O jogo é só entre desconhecidos. Os «primos», mesmo afastados, ficam de fora!
A consulta prévia, como indica o n.º 1 do artigo 112.º do Código dos Contratos Públicos, «é o procedimento em que a entidade adjudicante convida diretamente pelo menos três entidades à sua escolha a apresentar proposta, podendo com elas negociar os aspetos da execução do contrato a celebrar».
Apesar de se tratar de um procedimento fechado – no sentido de não ser de acesso a todos os interessados que se mostrem habilitados à execução das prestações contratuais – a consulta prévia admite e pretende realmente promover alguma disputa concorrencial.
E com concorrência, o legislador pretende um real confronto, embate, disputa entre os interessados.
Só há disputa se os interesses de quem se confronta forem efetivamente antagónicos!
(Como são maçadores os jogos entre duas equipas que já estão confortavelmente apuradas para os oitavos de final!
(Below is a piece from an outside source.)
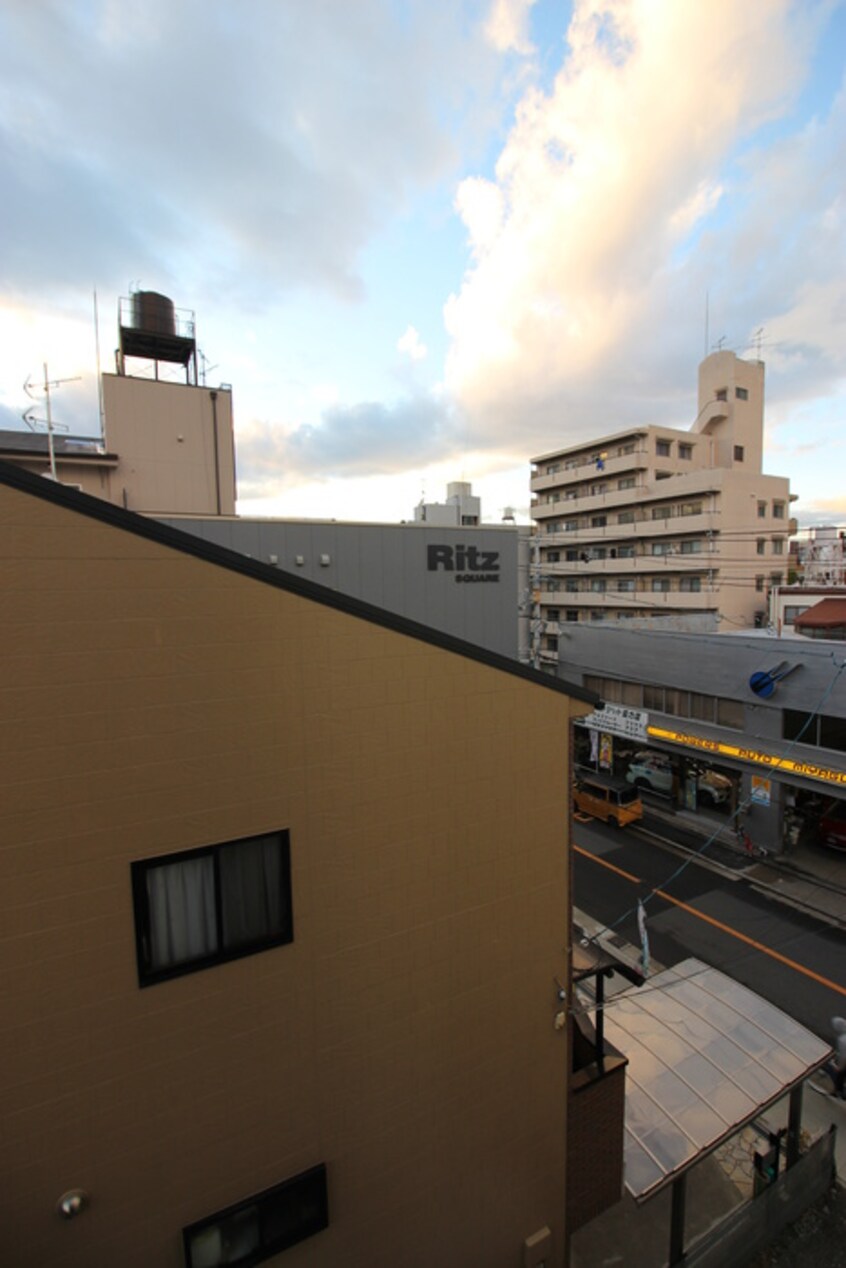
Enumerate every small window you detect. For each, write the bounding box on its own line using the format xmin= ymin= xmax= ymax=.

Os interesses estão tão alinhados que, por vezes, até parece que combinaram, no balneário, jogar “ao meio”. Aliás, a coisa só diverte quando alguém se engana e, por erro… lá entra um golo!)
Como se pretende que na consulta prévia se dispute, efetivamente, o contrato – porque da disputa real resulta a otimização de soluções, a economia de processos, a rentabilidade das operações e, portanto, a eficiência na produção do resultado prestacional – à entidade adjudicante interessa que os participantes no procedimento (as entidades convidadas) sejam verdadeiros concorrentes e não parceiros disfarçados.
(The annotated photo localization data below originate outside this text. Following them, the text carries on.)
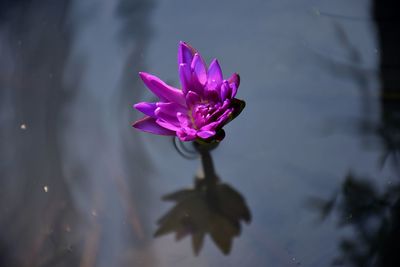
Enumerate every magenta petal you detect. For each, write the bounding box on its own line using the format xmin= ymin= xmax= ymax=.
xmin=230 ymin=83 xmax=238 ymax=98
xmin=177 ymin=112 xmax=191 ymax=127
xmin=139 ymin=72 xmax=185 ymax=106
xmin=133 ymin=116 xmax=175 ymax=136
xmin=185 ymin=91 xmax=200 ymax=107
xmin=196 ymin=130 xmax=216 ymax=139
xmin=179 ymin=63 xmax=192 ymax=95
xmin=156 ymin=102 xmax=187 ymax=116
xmin=154 ymin=108 xmax=180 ymax=127
xmin=176 ymin=128 xmax=197 ymax=141
xmin=178 ymin=41 xmax=196 ymax=66
xmin=207 ymin=59 xmax=223 ymax=87
xmin=228 ymin=73 xmax=240 ymax=88
xmin=156 ymin=118 xmax=180 ymax=131
xmin=134 ymin=102 xmax=157 ymax=117
xmin=220 ymin=80 xmax=232 ymax=101
xmin=191 ymin=53 xmax=207 ymax=85
xmin=228 ymin=73 xmax=240 ymax=98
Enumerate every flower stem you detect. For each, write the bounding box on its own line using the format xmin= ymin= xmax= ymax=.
xmin=194 ymin=142 xmax=219 ymax=186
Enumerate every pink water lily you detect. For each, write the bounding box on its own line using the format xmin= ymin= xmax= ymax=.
xmin=133 ymin=41 xmax=245 ymax=142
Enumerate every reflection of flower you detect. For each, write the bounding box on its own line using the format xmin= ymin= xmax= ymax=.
xmin=154 ymin=178 xmax=251 ymax=255
xmin=133 ymin=41 xmax=245 ymax=142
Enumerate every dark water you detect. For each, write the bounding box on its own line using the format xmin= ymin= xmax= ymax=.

No mercado da contratação pública, muitos desses “parceiros” – entidades que tendo, embora, personalidade jurídica própria, se encontram relacionadas entre si – apresentam-se a procedimentos sob a forma de concorrentes.
Mas entre eles não existe uma concorrência genuína, dado que partilhando uma mesma cadeia de comando efetiva, operam de forma naturalmente alinhada, de modo a potenciar os seus interesses primordiais – o lucro – que são, como é normal, conflituantes com os interesse da entidade adjudicante – solução economicamente mais vantajosa.
No caso da consulta prévia, a prevenção destes fenómenos exige, obviamente, a implementação de mecanismos de gestão e controlo por parte das entidades adjudicantes: um olhar crítico para os diferentes operadores económicos, uma sensibilidade para compreender os interesses em jogo e uma incorporação dos princípios fundamentais da contratação pública nos processos de gestão.
Com a Lei n.º 30/2021, de 21 de maio, o legislador vem reforçar estas preocupações e estabeleceu, no n.º 2 do artigo 114.º, que as entidades a convidar para apresentar proposta nas consultas prévias «não podem ser especialmente relacionadas entre si».
Para aquele efeito, consideram-se entidades especialmente relacionadas entre si:
- Entidades que partilhem, total ou parcialmente, representantes legais;
- Entidades que partilhem, total ou parcialmente, sócios;
- Sociedades que se encontrem em relação de simples participação;
- Sociedades que se encontrem em relação de participação recíproca;
- Sociedades que se encontrem em relação de domínio;
- Sociedades que se encontrem em relação de grupo.
Parece que o registo do beneficiário efetivo vai passar a ter de ser mesmo consultado. O legislador já não se basta com a sensibilidade das entidades adjudicantes.